L’expression est flatteuse (rires). J’emprunterai les mots de Christophe Galliéro, fils de Sauveur Galliéro pour dire que le Môle est la pointe avancée de l’imaginaire…Au départ, je voulais consacrer cette recherche à la figure de Sauveur Galliéro, car sa peinture, notamment ses marines, m’avaient interpellée sur un plan esthétique mais également personnel, j’ai grandi face à la mer et ces paysages ont nourri ma sensibilité. En essayant de retracer son parcours, je découvrais alors qu’il était le chef de file d’un regroupement artistique certes éphémère, mais qui a, selon moi, posé les jalons d’un art moderne algérien après 1945. D’où le titre de l’essai La génération du Môle d’Alger, une sorte d’avant-garde locale. Grâce à ce travail, j’ai pu rencontrer des personnes passionnantes, dépouiller des archives rares et recueillir de  précieux témoignages sur cette période d’effervescence artistique et politique en Algérie.

  • La génération du Môle d’Alger, une génération perdue que vous voulez retrouver… 

Aujourd’hui, très peu de place dans l’histoire de l’art nationale et internationale est accordée à ces «modernités clandestines». Un artiste comme Sauveur Galliéro, parce que mort prématurément en 1963 a quelque peu été oublié. Pourtant, le désir d’innovation esthétique et d’émancipation politique qui a caractérisé cette génération a contribué à la quête d’une algérianité artistique qui s’est progressivement affranchie des héritages orientalistes et colonialistes. En cela, c’était en quelque sorte une génération de rupture qui avant même l’indépendance du pays a permis le passage d’une révolution picturale à un art révolutionnaire.

  • Quels ont été les enjeux politiques, sociaux, culturels qui ont traversé puis transformé la génération du Môle ? 

Si la modernité picturale revendiquée par les artistes portait un enjeu social, ce serait celui de se réapproprier une iconographie maritime qui trancherait avec l’esthétique orientaliste (batailles navales, chevaux sur le rivage). Partant également de ce référentiel, la génération du Môle a choisi de replacer le littoral algérois dans sa dimension méditerranéenne séculaire. La génération du Môle, qui a traversé (et survécu à) différentes séquences historiques de l’entrée dans la Seconde Guerre mondiale à la période vichyste, de la libération à la Révolution algérienne, permet de synthétiser les enjeux politiques et sociaux qui ont traversé la scène artistique algérienne de la première moitié du XXe siècle. 

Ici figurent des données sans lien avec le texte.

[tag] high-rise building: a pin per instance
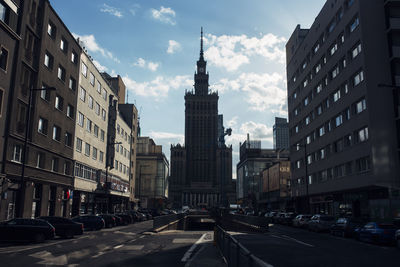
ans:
(281, 133)
(39, 125)
(343, 136)
(200, 170)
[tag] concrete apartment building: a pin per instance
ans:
(38, 179)
(343, 137)
(253, 160)
(152, 172)
(281, 133)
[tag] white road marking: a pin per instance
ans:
(193, 247)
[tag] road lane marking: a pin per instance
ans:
(193, 247)
(288, 238)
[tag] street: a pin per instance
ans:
(288, 246)
(120, 246)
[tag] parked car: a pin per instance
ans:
(90, 222)
(321, 223)
(288, 217)
(301, 220)
(109, 220)
(65, 227)
(345, 227)
(377, 233)
(20, 229)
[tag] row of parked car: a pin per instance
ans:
(346, 226)
(47, 227)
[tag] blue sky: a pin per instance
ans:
(154, 46)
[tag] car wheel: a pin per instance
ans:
(39, 238)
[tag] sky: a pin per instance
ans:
(154, 45)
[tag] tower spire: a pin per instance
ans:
(201, 44)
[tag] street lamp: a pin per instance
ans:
(27, 129)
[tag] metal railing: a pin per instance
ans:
(165, 220)
(234, 253)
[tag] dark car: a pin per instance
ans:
(109, 220)
(346, 227)
(377, 233)
(65, 227)
(321, 223)
(90, 222)
(26, 230)
(127, 219)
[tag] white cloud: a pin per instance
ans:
(231, 52)
(142, 63)
(159, 87)
(262, 91)
(111, 10)
(165, 15)
(173, 46)
(178, 138)
(100, 67)
(89, 42)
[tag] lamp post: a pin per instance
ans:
(108, 184)
(27, 129)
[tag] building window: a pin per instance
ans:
(74, 57)
(63, 45)
(339, 120)
(42, 126)
(102, 133)
(70, 111)
(82, 94)
(84, 69)
(104, 94)
(48, 60)
(98, 87)
(103, 114)
(97, 109)
(96, 130)
(94, 154)
(61, 73)
(56, 133)
(88, 125)
(333, 49)
(3, 59)
(336, 96)
(54, 164)
(40, 160)
(91, 78)
(362, 135)
(51, 30)
(81, 119)
(101, 156)
(354, 24)
(90, 102)
(360, 106)
(72, 84)
(59, 103)
(78, 144)
(87, 149)
(68, 139)
(17, 153)
(356, 51)
(358, 78)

L’approche transnationale nous a permis d’observer de plus près les ambivalences de cette période en termes de cooptation, de collaboration et d’autonomie des artistes en tentant quelques comparaisons. L’engagement des artistes est passé par différentes étapes et s’est traduit par différentes positions au sein du groupe, qui vont du radicalisme militant à l’apolitisme pictural. L’absence de structuration formelle du groupe (pas de statut juridique) lui a permis de s’adapter aux événements qu’a connus l’Algérie entre 1945 et 1962. Par ailleurs, le croisement de parcours individuels nous permet de également reconstituer un récit collectif des artistes et des œuvres. Le groupe représente ainsi observatoire privilégié de la scène culturelle locale, observatoire attentif aux sociabilités des artistes et à leur positionnement social et politique.

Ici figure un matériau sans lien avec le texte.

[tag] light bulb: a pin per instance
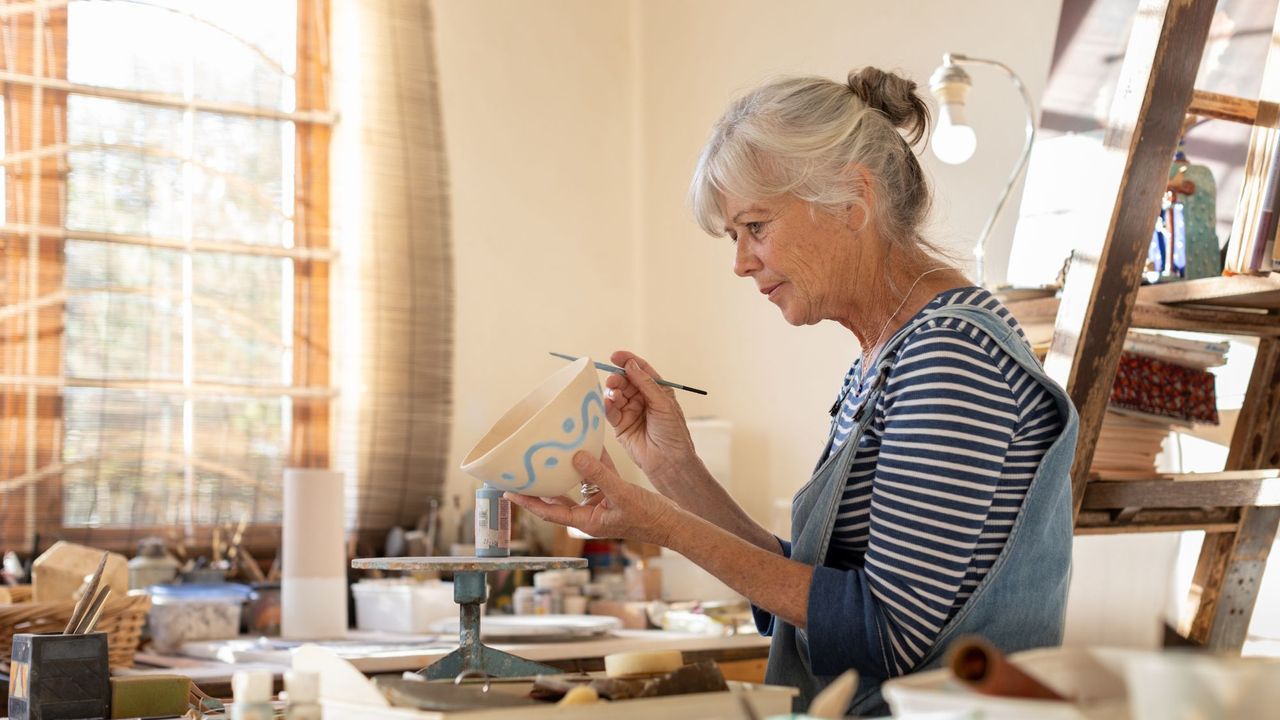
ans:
(954, 144)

  • Que disent ces artistes de la modernité picturale en Algérie coloniale, post-coloniale et indépendante ? 

Aux lendemains de la Seconde Guerre mondiale et des massacres du 8 Mai 1945, la génération du Môle rassemble une pléiade d’artistes de sensibilités et de styles différents (des figuratifs, des abstraits), mais tous mus par le goût pour un mode de vie libertaire, la volonté de création sans entraves ou la critique du colonialisme. Ces artistes ont incarné une iconographie algéroise en mouvement, à la fois enracinée dans son histoire et ouverte sur le monde, dans une recherche permanente de nouvelles expériences plastiques. En cela, on pourrait parler de «modernité clandestine», c’est-à-dire l’usage d’un médium artistique occidental (la peinture de chevalet) qui est détourné des mains des colons pour le transformer progressivement en un moyen d’affirmation identitaire pour revendiquer une modernité picturale algérienne et pour soutenir l’émancipation du peuple.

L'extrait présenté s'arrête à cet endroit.